Mooney served in the Royal Canadian Air Force during World War II. After the war, he worked full-time in the racing secretary's office at tracks in Ontario and was a patrol judge and minor official at Tropical Park and Oaklawn Park Race Track. He later served as Oaklawn's assistant general manager.

==Ontario Jockey Club==
In the early 1950s, Mooney was hired by E. P. Taylor and George C. Hendrie to join the management team of the Ontario Jockey Club while the organization was working to reorganize Ontario racing. This reorganization culminated with the opening of Woodbine Racetrack on June 12, 1956.

In 1957 he was named general manager of the Ontario Jockey Club. From 1971 to 1975 he was the OJC's president. During his tenure, the Canadian International Stakes became a race of worldwide importance. Its 1973 running served as the farewell race for Secretariat.

In 1962 Mooney was named president of the Canadian Thoroughbred Horse Society, a Toronto-based organization that assists thoroughbred horse breeders. In 1963 he helped form the National Association of Canadian Race Tracks. In 1972 he succeeded E. P. Taylor as a director of the Thoroughbred Racing Associations.

Mooney also raced horses under the stable name O'Maonaigh Abu (Gaelic for "Mooney Forever").

==Later career==
Mooney left the OJC to develop Nashville Stud, a stud farm he owned near Kleinburg. It was the only farm in Canada to provide both thoroughbred and standardbred stallions. In 1978 he served as director of racing operations at Stampede Park in Calgary. From 1980 to 1981 he was president and general manager of Laurel Park Racecourse. From 1981 to 1983 he was the president of Arlington Park. He later served as director of the United Totalisator Company.

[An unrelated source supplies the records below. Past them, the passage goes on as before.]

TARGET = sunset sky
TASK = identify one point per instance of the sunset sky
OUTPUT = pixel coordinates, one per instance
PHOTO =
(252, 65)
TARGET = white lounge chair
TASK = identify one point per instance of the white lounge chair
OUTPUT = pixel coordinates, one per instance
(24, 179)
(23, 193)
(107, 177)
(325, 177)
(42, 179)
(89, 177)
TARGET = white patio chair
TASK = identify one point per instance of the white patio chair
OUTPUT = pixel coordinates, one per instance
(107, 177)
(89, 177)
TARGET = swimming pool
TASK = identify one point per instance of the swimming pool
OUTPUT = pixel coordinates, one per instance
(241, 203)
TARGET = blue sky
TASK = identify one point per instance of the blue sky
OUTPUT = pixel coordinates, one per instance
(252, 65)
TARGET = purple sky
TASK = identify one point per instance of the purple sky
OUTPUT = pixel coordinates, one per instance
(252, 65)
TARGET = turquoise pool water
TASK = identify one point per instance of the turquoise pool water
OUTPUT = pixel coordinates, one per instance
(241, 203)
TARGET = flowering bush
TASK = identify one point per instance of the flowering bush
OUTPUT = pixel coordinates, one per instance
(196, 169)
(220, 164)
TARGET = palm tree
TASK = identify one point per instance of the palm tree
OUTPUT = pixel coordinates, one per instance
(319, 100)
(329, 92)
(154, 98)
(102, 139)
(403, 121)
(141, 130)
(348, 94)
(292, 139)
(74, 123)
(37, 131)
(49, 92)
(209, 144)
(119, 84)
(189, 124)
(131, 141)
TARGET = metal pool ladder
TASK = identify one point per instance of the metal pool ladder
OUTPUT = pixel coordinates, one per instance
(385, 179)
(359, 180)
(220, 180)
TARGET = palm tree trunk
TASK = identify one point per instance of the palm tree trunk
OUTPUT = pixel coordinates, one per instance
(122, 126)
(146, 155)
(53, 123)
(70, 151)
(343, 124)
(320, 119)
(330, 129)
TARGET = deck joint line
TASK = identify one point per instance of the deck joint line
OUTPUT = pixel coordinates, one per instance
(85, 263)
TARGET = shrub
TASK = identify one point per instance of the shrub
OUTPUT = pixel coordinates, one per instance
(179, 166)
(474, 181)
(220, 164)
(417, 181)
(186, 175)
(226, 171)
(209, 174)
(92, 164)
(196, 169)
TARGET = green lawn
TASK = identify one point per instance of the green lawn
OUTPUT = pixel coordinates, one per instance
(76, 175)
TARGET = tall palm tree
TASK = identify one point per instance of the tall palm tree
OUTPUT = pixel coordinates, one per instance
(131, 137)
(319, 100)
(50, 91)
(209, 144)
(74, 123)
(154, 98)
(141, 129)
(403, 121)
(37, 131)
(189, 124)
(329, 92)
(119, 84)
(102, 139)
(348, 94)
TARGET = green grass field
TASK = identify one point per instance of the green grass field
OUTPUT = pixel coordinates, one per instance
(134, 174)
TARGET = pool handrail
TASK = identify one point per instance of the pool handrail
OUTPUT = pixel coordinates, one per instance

In 1989 he was inducted into the Canadian Horse Racing Hall of Fame as a builder.

==Personal life==
Mooney's father J. D. Mooney won the 1924 Kentucky Derby on Black Gold, the 1929 King's Plate on Shorelint, and trained 1962 Canadian Horse of the Year Crafty Lace. His brother, Paul A. Mooney was the president of the Boston Bruins.

Mooney's sons, John Mooney and Mike Mooney, are also involved in thoroughbred racing.

==Death==
Mooney died on December 3, 1994, of a heart attack while driving home after attending races at Woodbine.